The code was implemented in C with MPI for portability. There are multiple features that enable large problems to be run quickly:
Single Program Multiple Data (SPMD) Model
The data volume is divided into spatially contiguous blocks along one axis; multiple copies of the same program run simultaneously, each operating on its own block of data. Each copy of the program runs as an independent process and typically each process runs on its own processor. At the end of each iteration, data for the planes that lie on the boundaries between blocks are passed between the appropriate processes and the iteration is completed.
In order to run large problems, we use multiple techniques to keep within-processor memory needs as small as possible.
Since only nearest neighbor information is needed, all computation within a process is performed with only three temporary planes, Thus temporary memory requirement grows at a much smaller rate than problem size.
For fluid flow in complex geometries, we have both active sites (that hold fluid) and inactive sites (that consist of material such as sandstone). For efficient use of memory we use an indirect addressing approach where the active sites point to fluid data and the inactive sites point to NULL. Hence only minimal memory needs to be devoted to inactive sites. At each active site we point to the necessary velocity and mass data for each fluid component.

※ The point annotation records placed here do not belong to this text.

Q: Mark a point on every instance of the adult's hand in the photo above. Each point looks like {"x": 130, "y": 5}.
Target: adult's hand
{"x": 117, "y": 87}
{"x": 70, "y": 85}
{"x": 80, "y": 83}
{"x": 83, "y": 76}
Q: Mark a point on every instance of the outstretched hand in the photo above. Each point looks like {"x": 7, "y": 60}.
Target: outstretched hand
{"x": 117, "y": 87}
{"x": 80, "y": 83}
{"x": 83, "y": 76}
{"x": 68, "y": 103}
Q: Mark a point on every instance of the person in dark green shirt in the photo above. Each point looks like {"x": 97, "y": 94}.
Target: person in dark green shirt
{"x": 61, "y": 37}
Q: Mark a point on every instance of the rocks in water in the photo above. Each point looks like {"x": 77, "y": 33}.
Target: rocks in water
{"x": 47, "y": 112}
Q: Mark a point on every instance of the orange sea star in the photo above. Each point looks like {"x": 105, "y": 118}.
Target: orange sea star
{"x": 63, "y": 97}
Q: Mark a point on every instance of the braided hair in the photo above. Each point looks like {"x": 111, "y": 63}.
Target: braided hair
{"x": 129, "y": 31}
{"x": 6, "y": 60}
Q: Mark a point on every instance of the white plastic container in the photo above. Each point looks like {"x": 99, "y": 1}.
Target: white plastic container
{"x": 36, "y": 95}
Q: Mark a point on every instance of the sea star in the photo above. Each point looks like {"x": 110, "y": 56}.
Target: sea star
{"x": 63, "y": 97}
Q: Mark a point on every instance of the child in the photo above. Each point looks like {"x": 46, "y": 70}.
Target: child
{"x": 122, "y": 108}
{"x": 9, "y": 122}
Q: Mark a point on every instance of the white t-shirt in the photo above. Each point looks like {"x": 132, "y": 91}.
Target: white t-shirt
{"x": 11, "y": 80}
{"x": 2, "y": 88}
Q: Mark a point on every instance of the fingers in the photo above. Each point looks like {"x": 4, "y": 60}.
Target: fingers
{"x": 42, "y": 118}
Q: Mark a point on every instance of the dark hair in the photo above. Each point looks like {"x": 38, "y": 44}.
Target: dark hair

Over the course of an iteration we visit each active cell in the data volume and calculate the distribution of each fluid component to be streamed to neighboring cells. New mass and velocity values are accumulated at each active cell as its neighbors make their contributions.
We ran a series of performance tests on multiple machines. We found in all cases that the non-parallelizable part of the computation accounts for between 0.7% and 3% of the total computational load. In one of the test cases the performance data from the SGI Origin 2000 closely matches this formula (T is the total time in seconds for an iteration; N is the number of processors): T = 0.090 + 11.98/N. The non-parallizable part of the computation is 0.090 seconds, while the parallelizable portion of the computation uses 11.98 seconds. So, for example, a single iteration took 12.08 seconds on one processor but only 1.11 seconds on 12 processors.
Other timing tests indicate that the time for the parallelizable portion of the code is roughly proportional to the number of active sites over the entire volume, while interprocess communication time is roughly proportional to the size of a cross-section of the volume. So as we process larger systems, the time for the parallelizable portion of the code should increase proportionally with the cube of the linear size of the system, while the non-parallelizable portion should increase with the square of the linear size of the system. This means that for larger systems, a larger proportion of the time is in the parallelizable computation and greater benefits can be derived from running on multiple processors.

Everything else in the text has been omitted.